Par Khaled Remouche
Les experts émettent plusieurs réserves. Cette opération n’est pas considérée par certains comme une mesure à court terme. L’urgence actuellement est le redressement de l’économie nationale. Adel Bensaci, président du Conseil national consultatif pour la promotion des PME (CNDPME), insiste sur la nécessité notamment de définir l’objectif de cette opération et de son insertion dans une stratégie globale de sortie de crise.

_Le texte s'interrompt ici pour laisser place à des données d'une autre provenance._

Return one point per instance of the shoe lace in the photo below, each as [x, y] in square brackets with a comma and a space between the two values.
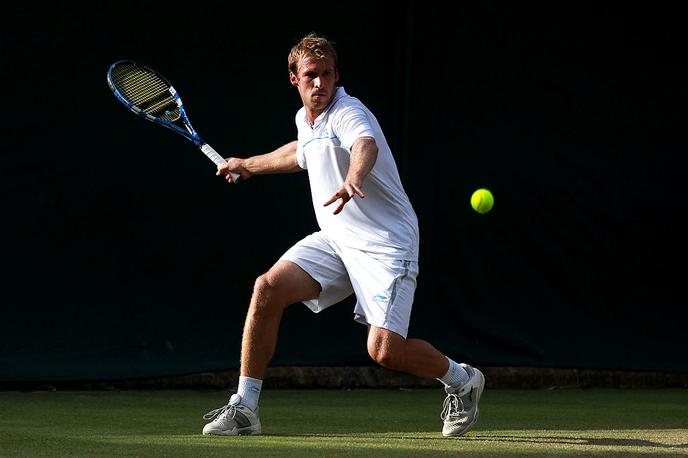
[450, 408]
[223, 412]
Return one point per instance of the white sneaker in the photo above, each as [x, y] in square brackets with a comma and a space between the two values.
[460, 409]
[234, 419]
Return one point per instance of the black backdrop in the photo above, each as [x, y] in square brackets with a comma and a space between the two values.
[123, 255]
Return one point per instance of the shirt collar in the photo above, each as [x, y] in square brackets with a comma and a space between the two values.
[338, 94]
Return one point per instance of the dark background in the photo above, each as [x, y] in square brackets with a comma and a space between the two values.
[124, 256]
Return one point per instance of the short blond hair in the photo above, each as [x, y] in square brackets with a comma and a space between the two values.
[311, 45]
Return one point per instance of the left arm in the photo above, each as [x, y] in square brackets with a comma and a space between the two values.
[363, 157]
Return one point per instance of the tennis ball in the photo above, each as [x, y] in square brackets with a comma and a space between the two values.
[482, 201]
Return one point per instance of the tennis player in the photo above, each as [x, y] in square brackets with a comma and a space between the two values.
[367, 245]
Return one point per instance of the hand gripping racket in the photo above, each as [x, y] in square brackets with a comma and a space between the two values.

En effet, l’annonce du président de la République quant à l’ouverture du capital des entreprises publiques, y compris les banques, en vue de rompre avec la gestion administrative du secteur public économique a suscité la réaction d’experts et d’un opérateur qui émettent plusieurs réserves. Selon Adel Bensaci, président du CNDPME et également industriel, cette décision soulève plusieurs interrogations. S’il considère que la décision est une mesure positive sur le principe, elle n’apporte pas de réponses, a-t-il ajouté, à diverses interrogations : quelles sont les entreprises publiques concernées ? A qui est destinée cette ouverture du capital ? Sous quelle forme sera opérée cette ouverture du capital, semi-privatisation, privatisation partielle ? Quel objectif est assigné à cette ouverture du capital ? Adel Bensaci relève qu’à l’exception de certains secteurs stratégiques, où l’Etat devra être présent et contrôler l’entreprise, ce dernier devrait se limiter à son rôle régalien, s’occuper de la santé, de l’éducation, de la sécurité. Sur le plan technique, pour que cette opération d’ouverture puisse s’effectuer, il faut des préalables : l’assainissement de la situation financière des entreprises publiques concernées et l’assainissement de leur situation fiscale, la valorisation de leur patrimoine à travers notamment une évaluation fiable des actifs. Elle devra s’effectuer également dans la transparence totale. Adel Bensaci rappelle que les privatisations opérées sous Abdelhamid Temmar, ex-ministre des Participations, au début des années 2000, ont été de mauvaises privatisations. On a privatisé des entreprises publiques qui étaient saines financièrement, comme l’Enad, l’Engi, et cédé le complexe El Hadjar à l’indien Ispat, qui s’est sucré sur le dos de l’Algérie au lieu d’investir dans la modernisation de ce complexe sidérurgique. Sur le plan de l’orientation de ces ouvertures de capital, ces opérations devraient s’inscrire, a-t-il ajouté, dans une stratégie globale de croissance ou de sortie de crise et non comme une mesure isolée parmi d’autres et sans cohérence entre elles.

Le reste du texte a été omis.